Sixth-formers are better at sex than teachers, a five-year study has found.
Teaching it, that is.
Far more students felt that sex education was engaging and useful when taught by fellow pupils, according to research for the Medical Research Council.
The council paid to train Year 12 volunteers in 13 mixed comprehensives in southern England to take sex and relationship education.
Pupils taught by the senior pupils said that lessons were more fun and less censorious. Students who received peer-led talks said that they preferred the activity-based approach employed, “like the lesson where you put the condom on the cucumber”.
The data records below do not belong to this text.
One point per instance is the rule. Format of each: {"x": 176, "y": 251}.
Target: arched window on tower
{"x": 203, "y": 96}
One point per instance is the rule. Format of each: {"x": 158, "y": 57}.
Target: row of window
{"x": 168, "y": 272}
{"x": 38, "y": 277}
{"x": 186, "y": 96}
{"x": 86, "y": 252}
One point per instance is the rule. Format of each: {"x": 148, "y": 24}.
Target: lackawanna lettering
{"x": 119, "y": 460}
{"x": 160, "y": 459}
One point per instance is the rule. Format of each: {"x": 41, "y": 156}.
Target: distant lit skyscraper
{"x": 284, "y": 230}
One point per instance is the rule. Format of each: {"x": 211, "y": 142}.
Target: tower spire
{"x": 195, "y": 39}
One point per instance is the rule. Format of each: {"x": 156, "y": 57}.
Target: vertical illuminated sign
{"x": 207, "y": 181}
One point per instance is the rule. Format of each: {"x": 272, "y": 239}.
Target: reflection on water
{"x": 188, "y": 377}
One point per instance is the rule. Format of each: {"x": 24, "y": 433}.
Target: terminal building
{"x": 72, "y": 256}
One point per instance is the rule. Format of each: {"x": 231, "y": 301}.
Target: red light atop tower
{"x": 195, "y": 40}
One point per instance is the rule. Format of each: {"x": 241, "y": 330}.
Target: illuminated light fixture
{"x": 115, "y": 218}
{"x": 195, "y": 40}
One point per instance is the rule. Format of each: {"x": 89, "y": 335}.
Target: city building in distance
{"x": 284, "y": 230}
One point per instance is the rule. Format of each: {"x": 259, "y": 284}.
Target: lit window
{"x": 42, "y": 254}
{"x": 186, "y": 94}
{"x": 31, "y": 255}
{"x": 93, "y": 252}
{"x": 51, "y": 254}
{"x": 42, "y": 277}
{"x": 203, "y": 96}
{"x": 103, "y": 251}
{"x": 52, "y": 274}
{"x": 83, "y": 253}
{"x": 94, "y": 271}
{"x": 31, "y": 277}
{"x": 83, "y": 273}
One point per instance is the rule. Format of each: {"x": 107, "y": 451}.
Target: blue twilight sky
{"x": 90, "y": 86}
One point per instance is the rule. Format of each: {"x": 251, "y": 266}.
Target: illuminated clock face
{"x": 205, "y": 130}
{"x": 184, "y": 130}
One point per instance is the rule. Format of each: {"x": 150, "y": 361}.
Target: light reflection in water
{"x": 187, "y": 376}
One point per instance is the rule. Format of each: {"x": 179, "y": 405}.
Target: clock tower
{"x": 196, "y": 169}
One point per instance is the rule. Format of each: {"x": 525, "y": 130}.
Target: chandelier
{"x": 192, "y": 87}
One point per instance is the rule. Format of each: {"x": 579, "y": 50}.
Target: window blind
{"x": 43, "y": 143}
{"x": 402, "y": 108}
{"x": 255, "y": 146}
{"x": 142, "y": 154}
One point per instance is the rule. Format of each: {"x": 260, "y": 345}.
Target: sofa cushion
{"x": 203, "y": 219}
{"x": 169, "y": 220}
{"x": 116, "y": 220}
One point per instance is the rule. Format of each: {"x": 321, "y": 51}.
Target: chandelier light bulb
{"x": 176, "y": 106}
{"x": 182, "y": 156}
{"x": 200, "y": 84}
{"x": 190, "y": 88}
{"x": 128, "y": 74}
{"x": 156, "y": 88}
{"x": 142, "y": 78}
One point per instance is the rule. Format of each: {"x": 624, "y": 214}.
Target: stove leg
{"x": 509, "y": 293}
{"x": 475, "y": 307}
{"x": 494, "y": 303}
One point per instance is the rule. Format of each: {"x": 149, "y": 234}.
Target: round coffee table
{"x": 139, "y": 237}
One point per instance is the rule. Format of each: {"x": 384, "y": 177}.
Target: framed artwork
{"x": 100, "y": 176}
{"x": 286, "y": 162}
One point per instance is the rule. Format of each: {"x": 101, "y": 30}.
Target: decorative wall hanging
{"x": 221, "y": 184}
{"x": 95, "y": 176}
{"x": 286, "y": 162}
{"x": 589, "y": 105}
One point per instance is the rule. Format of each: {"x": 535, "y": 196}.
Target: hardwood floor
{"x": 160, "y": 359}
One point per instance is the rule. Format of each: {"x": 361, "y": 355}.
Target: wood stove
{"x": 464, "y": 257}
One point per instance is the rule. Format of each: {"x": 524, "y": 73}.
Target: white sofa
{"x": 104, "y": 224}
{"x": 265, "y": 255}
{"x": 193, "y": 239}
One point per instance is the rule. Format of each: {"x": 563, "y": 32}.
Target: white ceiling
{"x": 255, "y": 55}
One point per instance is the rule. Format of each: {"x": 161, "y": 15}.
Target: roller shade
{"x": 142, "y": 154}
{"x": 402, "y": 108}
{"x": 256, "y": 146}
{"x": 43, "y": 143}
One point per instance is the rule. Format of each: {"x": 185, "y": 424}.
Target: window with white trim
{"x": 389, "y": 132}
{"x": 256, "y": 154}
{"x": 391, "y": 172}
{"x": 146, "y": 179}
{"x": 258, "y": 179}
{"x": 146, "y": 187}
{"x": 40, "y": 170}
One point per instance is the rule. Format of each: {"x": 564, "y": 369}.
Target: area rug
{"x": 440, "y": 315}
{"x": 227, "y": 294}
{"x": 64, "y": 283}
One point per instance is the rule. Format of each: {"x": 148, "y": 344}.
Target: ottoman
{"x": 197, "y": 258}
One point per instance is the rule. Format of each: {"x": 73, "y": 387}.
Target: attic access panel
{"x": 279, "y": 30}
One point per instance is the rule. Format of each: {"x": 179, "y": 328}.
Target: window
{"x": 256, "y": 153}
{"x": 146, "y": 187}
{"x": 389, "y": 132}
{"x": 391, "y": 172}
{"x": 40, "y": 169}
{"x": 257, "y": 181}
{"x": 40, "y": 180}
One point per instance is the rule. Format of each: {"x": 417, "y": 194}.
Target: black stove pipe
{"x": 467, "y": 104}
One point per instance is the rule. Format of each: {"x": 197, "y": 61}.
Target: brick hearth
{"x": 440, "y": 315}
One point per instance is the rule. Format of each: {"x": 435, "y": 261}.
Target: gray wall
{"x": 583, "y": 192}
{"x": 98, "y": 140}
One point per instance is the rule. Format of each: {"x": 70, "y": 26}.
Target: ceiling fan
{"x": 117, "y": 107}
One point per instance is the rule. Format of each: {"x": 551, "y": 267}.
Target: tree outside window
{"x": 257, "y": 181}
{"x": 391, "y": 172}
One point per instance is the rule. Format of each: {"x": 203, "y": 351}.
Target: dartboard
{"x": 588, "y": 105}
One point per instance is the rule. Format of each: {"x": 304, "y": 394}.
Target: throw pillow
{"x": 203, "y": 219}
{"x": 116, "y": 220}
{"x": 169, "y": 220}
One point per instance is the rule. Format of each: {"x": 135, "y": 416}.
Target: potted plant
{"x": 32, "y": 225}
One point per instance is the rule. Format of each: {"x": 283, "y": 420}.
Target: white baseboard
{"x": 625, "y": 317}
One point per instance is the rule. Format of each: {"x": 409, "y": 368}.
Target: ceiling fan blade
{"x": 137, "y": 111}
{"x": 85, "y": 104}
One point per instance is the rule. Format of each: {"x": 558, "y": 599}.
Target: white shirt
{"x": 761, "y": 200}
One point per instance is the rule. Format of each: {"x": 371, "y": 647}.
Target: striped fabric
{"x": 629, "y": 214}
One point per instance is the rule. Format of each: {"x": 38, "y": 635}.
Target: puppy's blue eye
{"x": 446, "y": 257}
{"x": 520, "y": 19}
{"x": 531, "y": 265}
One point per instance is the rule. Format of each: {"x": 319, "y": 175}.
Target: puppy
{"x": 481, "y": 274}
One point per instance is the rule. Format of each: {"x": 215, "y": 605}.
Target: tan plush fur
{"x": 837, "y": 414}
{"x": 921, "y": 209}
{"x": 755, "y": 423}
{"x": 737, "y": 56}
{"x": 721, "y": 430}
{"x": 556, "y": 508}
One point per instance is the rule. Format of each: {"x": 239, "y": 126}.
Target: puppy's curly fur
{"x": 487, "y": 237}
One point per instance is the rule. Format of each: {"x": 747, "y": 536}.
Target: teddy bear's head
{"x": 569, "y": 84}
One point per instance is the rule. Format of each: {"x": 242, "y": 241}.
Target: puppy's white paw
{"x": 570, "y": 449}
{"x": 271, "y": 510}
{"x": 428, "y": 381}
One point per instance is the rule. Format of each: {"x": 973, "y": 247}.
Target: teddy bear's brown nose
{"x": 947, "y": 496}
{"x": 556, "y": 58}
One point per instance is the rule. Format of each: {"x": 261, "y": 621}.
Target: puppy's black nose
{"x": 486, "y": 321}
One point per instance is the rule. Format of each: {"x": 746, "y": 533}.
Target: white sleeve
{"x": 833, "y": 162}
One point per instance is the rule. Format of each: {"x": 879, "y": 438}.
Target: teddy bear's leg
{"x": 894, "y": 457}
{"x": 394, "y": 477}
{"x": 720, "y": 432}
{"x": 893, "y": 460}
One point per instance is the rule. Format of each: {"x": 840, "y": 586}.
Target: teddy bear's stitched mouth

Simon Forrest, of the Sex Education Forum, who directed the study, said:
“The Year 9s generally thought the adult world was judging them negatively. With a peer educator, there was none of the perceived moralising.”
They found teachers patronising and disrespectful and thought that they promoted sexual abstinence until marriage, showing disapproval of sex outside loving relationships. They cited teachers’ stress on the risks of contracting sexually transmitted diseases and unplanned pregnancies as proof that teachers wanted to deter them from having sex.
Peer educators were perceived to promote “being careful” over abstinence, and had greater empathy with them and had greater knowledge of the subject.
Of the 13 schools piloted, 12 are continuing with peer-led lessons in some form, Mr Forrest said, and many sixth-formers had become so highly motivated they continued their work in youth groups.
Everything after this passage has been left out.